Der Stahlboom geht in die Luft

Die weltweite Nachfrage nach Stahl freut zwar Unternehmen und ArbeiterInnen – für Umwelt und BürgerInnen bedeutet sie jedoch eine zusätzliche Luftverschmutzung.

RUHR taz ■ Wenn China nach Stahl fragt, rauchen im Ruhrgebiet die Schlote. Der Boom des weltweit benötigten Werkstoffes ist im Revier am deutlichsten zu spüren. In Duisburg will Thyssen seinen Hochofen ausbauen, ArbeiterInnen legen in allen Werken Zusatzschichten ein. Die Umwelt ist dabei die Verliererin: Jedes Stahlwerk bläst einen ganzen Mix an schädlichen Stäuben und Kohlendioxid in die Luft.

„Die heimische Stahlindustrie wird ihre Standards nicht verbessern“, sagt Michael Ritthoff vom Wuppertaler Institut für Klima, Umwelt und Energie. Selbst wenn die Stahlkonzerne wollten, könnten die Emissionen kaum verringert werden. Weil die bei der Stahlproduktion notwendige Energie auch für Konzerne teuer ist, haben sie schon frühzeitig in Einsparungen investiert. „Wir sind fast an der Grenze des Machbaren“, sagt Ritthoff. In den letzten Jahren sei die Energieeffizienz dramatisch gestiegen. „Wenn wir das Auto ähnlich hätten verbessern können, wären wir glücklich“, so der Forscher. Jetzt müsse dringend die Stahlverarbeitung verbessert werden.
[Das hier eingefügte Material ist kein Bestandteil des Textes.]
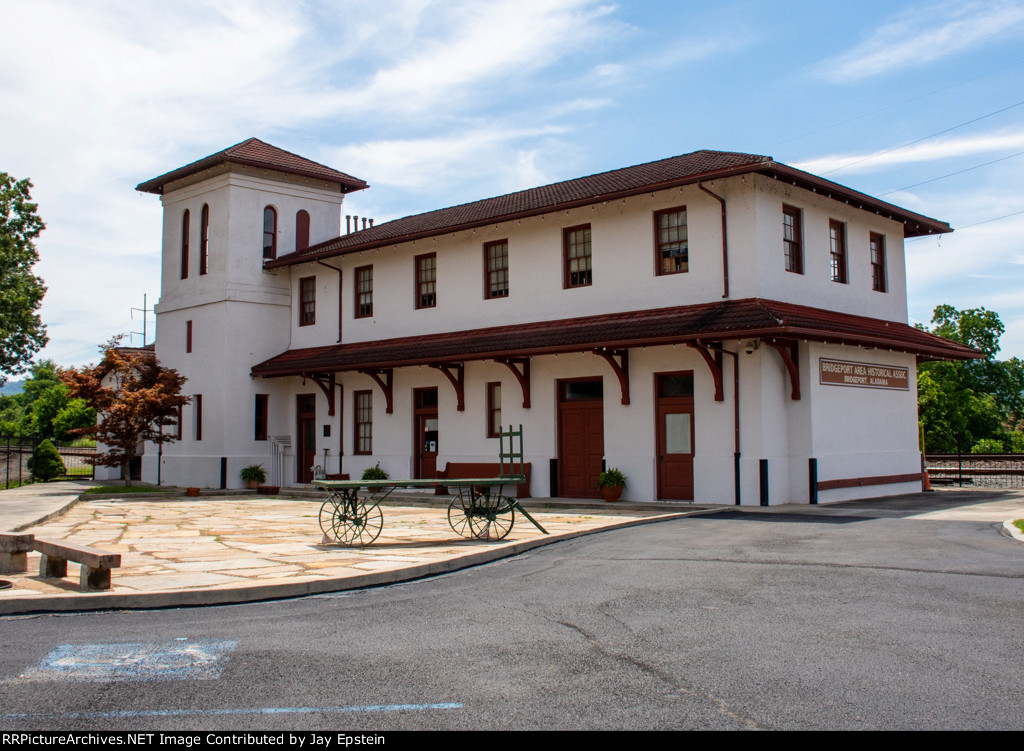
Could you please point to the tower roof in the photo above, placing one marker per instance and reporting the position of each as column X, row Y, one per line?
column 256, row 153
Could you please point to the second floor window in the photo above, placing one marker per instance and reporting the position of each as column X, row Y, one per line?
column 673, row 245
column 204, row 240
column 364, row 292
column 269, row 233
column 262, row 412
column 496, row 258
column 878, row 262
column 426, row 281
column 793, row 245
column 364, row 422
column 576, row 250
column 837, row 244
column 184, row 245
column 307, row 301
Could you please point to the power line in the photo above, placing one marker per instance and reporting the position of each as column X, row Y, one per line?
column 893, row 106
column 919, row 140
column 968, row 226
column 957, row 172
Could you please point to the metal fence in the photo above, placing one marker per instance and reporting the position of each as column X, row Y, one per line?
column 16, row 449
column 981, row 470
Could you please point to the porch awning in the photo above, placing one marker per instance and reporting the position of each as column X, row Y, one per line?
column 729, row 320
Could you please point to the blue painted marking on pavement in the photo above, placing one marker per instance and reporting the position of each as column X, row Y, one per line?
column 177, row 660
column 217, row 712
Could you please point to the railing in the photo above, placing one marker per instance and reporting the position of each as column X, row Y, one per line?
column 16, row 450
column 981, row 470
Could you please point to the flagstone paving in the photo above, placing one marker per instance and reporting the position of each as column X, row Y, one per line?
column 216, row 543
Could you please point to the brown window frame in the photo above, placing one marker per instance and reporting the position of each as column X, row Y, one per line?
column 660, row 245
column 426, row 298
column 363, row 443
column 587, row 275
column 793, row 249
column 301, row 230
column 837, row 251
column 494, row 275
column 272, row 233
column 204, row 241
column 494, row 409
column 364, row 297
column 877, row 249
column 261, row 415
column 185, row 220
column 307, row 307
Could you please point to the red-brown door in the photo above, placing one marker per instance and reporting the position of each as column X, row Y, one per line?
column 426, row 433
column 674, row 423
column 305, row 445
column 581, row 437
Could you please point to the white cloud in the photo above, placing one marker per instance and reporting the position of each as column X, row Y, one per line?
column 932, row 151
column 421, row 163
column 923, row 35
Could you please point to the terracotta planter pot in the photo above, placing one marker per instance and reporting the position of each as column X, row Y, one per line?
column 612, row 494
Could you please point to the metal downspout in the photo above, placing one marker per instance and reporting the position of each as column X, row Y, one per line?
column 725, row 242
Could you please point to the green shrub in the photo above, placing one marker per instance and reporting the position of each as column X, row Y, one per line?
column 988, row 446
column 46, row 464
column 611, row 478
column 374, row 472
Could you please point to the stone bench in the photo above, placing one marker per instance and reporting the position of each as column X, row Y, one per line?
column 95, row 564
column 13, row 552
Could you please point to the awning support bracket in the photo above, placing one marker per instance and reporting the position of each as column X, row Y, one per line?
column 515, row 364
column 622, row 368
column 386, row 384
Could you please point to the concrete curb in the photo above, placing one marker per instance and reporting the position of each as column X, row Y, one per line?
column 255, row 593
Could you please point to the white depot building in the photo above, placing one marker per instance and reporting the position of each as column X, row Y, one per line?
column 719, row 326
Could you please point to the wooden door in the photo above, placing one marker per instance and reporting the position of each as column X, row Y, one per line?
column 426, row 432
column 305, row 446
column 674, row 423
column 581, row 437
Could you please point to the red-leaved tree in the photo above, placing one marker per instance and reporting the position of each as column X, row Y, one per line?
column 135, row 399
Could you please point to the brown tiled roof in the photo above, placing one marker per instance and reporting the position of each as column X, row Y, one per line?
column 708, row 322
column 672, row 172
column 257, row 154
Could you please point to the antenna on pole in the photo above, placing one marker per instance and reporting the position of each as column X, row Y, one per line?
column 144, row 310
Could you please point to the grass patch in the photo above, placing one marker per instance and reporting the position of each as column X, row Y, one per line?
column 131, row 489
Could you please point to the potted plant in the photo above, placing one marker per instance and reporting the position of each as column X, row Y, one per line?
column 254, row 475
column 610, row 483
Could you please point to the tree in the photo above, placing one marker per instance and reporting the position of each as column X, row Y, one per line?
column 964, row 404
column 46, row 463
column 135, row 399
column 22, row 331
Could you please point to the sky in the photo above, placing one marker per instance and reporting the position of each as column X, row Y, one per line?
column 436, row 102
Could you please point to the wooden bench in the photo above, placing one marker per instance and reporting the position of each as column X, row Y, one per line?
column 468, row 470
column 95, row 564
column 13, row 552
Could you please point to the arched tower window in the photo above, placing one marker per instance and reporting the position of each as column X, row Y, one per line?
column 184, row 245
column 302, row 230
column 204, row 241
column 269, row 233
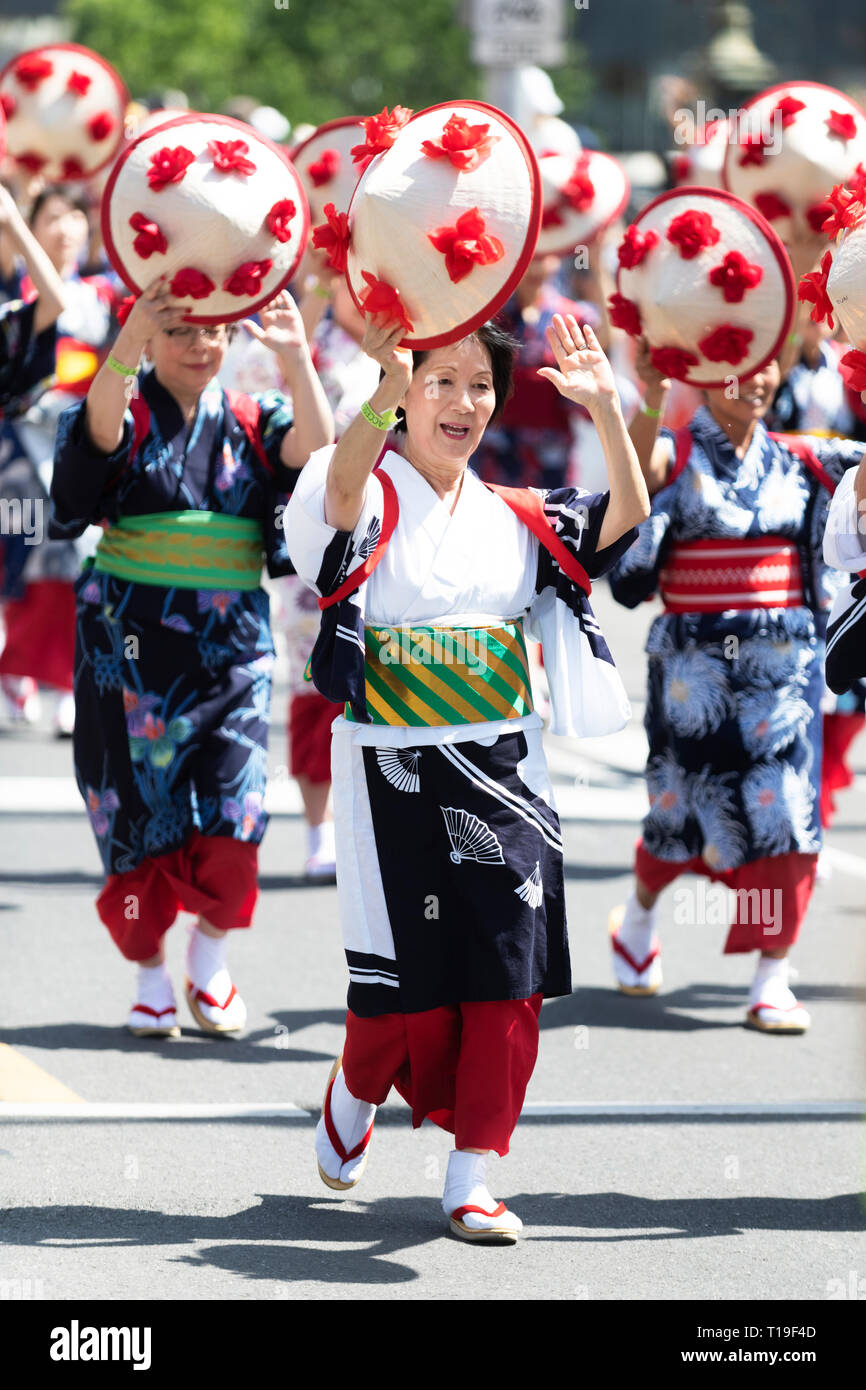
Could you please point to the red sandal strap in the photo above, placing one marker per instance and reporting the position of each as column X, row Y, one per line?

Angelika Horster vom BUND NRW sieht den Stahlboom gelassen: „Jeder Werkstoff hat schädliche Auswirkungen, ganz gleich ob es sich um Holz, Stahl oder Aluminium handelt.“ Deshalb könne nur beim Verbrauch gespart werden. „Ich will den Chinesen nicht ihren Kühlschrank nehmen, aber wir müssen nicht in jede Lampe Edelstahl einbauen“, sagt die Umweltschützerin.

Auch die Duisburger spüren den weltweiten Hunger nach Stahl: ThyssenKrupp wird dort für 200 Millionen Euro den Hochofen 8 im Stahlwerk Hamborn bauen. UmweltschützerInnen werfen Thyssen vor, bei ihrem Antrag die Stadt „arglistig über die Verschmutzung getäuscht zu haben“, so die Bürgerinitiative gegen Umweltgifte. Nach den Berechnungen der BI wird die Umweltbelastung mit Feinstäuben, Nickel und anderen Schadstoffen auch künftig so hoch sein, dass der Hochofen nach dem neuen EU-Umweltrecht nicht zu genehmigen sei. Selbst die Stadt hatte zugegeben, dass die Thyssen-Papiere mangelhaft waren – schiebt die Verantwortung aber an die Bezirksregierung weiter, die die letzte Genehmigung aussprechen soll.

Ein Ende des Booms ist nicht in Sicht: Chinas Stahlproduktion schlug im letzten Jahr mit 240 Millionen Tonnen alle Rekorde. Dabei ist der pro-Kopf-Verbrauch der ChinesInnen noch vergleichsweise gering: Prognosen gehen davon aus, dass sie in den nächsten Jahren einen mindestens fünffach höheren Bedarf an Stahl haben werden. Davor warnt sogar das chinesische Umweltministerium: Erneuerbare Energiequellen sollten erschlossen werden, heißt es aus Peking.